Today marked the start of the best
season of the year for me - the roast season!
Mr U-t-B likes to tell everyone that when we met I had never cooked a roast, and that he taught me everything I know on the subject. It's actually true that I'd never rustled up a roast before I knew him, though I think have also learnt a few tricks of my own since then.
As a result, we always enjoy the cooler months and the chance to get family or friends round for a good chunk of meat with lots of trimmings and some good puddings.
Today we had Mr U-t-B's two eldest, with their partners and the two babies, Sophia and Dylan, plus Dylan's Dad's Mum and her partner.
We started with champagne cocktail (a sugar cube, two dashes of Angostura Bitters and a tablespoon of brandy in each glass, topped with champagne) to finally pop the cork of a bottle of champagne that Dylan's Nanna had brought here on the night (way back in June) when we thought we were going to wet the baby's head, but then he didn't put in an appearance till the next day! (And champagne at ten-ish in the morning didn't sound like a good idea!)
The roast beef, Yorkshire pudding and all the trimmings went down very well, and then it was time for pudding. I'd used two untried recipes - a cheesecake that claimed to be 'the best cheesecake ever' and a chocolate-y one that was to be served with poached pears.
I was a bit suspicious of that cheesecake recipe, with all that trumpet blowing, but I have to say I rather agree now. I'm not a mad fan of cheesecake in general, finding them often too rich, too sweet or too cloying, but this one was excellent. So here is the recipe - it's adapted from Galton Blackiston's 'Return to Real Cooking'.
|As good as it looks!|
Prep time: 35 mins plus chilling
Cook time: I hr 40 mins
Do ahead: Needs time to cool and chill overnight. Once cold, the cooked cheesecake and topping can be stored in the fridge for up to two days.
For the biscuit base
165g soft butter
40g icing sugar
165g self-raising flour
For the filling
2 x 300g full fat Philadelphia cream cheese
1 x 500ml tub creme fraiche
365g caster sugar
60g plain flour
6 large eggs, beaten
100ml double cream
1 1/2 tsp pure vanilla extract
For the topping
50g caster sugar
1 cinnamon stick
1 tsp arrowroot
You will need
a 28cm, 6cm deep spring-form tin and a small shallow non-stick tin measuring 15cm x 25.5cm both lightly oiled
Preheat the oven to 190 degrees, fan 175 degrees, gas 5. Make the biscuit base by creaming the butter and icing sugar together, using an electric hand whisk, till light and fluffy - this will take about five minutes. Sift in the self-raising flour and whisk that in too. Spread the mixture evenly in the shallow tin and bake for 10-12 mins or until lightly golden. Leave the biscuit to cool completely.

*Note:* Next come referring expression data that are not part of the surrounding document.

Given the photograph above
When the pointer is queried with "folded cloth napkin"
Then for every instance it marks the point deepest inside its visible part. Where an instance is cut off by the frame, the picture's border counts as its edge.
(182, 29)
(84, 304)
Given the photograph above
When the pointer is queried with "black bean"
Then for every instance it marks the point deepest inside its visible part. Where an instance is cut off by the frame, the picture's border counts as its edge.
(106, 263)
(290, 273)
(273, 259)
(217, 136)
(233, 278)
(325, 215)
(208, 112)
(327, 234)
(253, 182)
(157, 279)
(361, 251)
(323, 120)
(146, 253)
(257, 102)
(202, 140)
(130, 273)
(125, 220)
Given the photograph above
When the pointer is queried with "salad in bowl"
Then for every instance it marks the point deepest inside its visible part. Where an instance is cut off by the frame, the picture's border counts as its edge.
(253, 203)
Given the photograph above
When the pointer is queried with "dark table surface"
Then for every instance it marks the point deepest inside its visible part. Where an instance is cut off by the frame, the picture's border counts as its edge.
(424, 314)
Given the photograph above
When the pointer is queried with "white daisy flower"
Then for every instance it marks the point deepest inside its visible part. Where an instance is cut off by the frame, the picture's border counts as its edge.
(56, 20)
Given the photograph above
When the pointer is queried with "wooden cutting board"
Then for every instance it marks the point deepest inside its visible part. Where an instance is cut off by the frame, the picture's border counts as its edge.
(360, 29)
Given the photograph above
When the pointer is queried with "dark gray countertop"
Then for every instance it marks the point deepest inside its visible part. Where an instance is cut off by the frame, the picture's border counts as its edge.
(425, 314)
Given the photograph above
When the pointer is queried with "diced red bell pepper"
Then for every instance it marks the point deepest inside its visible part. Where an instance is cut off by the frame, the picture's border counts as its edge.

Meanwhile, make the filling. In a bowl, using a wooden spoon (oh I do like a recipe that makes one feel like a proper old-fashioned cook - just a bowl and a wooden spoon - none of these mod cons!) beat together the cream cheese, creme fraiche and caster sugar. Sift in the plain flour followed by the egg, in batches, stirring well between each addition. Stir in the cream and the vanilla. Don't worry if there are still a few lumps. Cover and set aside.
When the biscuit is cold, whiz it briefly in a food processor until you have crumbs. Press the crumbs firmly into the base of the springform tin, using the back of a spoon. Put the tin in the fridge to chill for 30 mins.
Preheat the oven to 150 degrees, fan 140 degrees, gas 2. For the topping, put the blueberries, sugar, cinnamon stick and 4 tablespoons of water into a pan and heat over a low heat. By the time the sugar has dissolved, the fruit should be softened but still whole. This should take about 5 minutes. Meanwhile, mix the arrowroot with a small amount of water. Stir the arrowroot into the pan and bring the liquid just to simmering point so it thickens slightly. Pour into a bowl, cool, then chill.
Pour the cheesecake mixture over the biscuit base. Bake on the lowest shelf of the oven for 1 hour 20 minutes. The cheesecake will have risen to the top of the tin and will be just firm on the outside and slightly wobbly in the centre. Remove from the oven and allow it to cool. Don't worry if a crack appears as it will be covered with the topping. Once cold, cover the tin with clingfilm and chill in the fridge overnight.
Take the cheesecake out of the fridge an hour before you wish to serve it. Remove from the tin, transfer to a plate and spoon over the topping (after discarding the cinnamon). Serve any leftover topping in a jug.
(NB: If you make this, DO put the finished cheesecake on a plate with upturned edges, not a flat platter like this. The blueberry juice stains on one of my favourite linen tablecloths were somewhat alarming - though I think Oxi-Action has sorted the problem out!)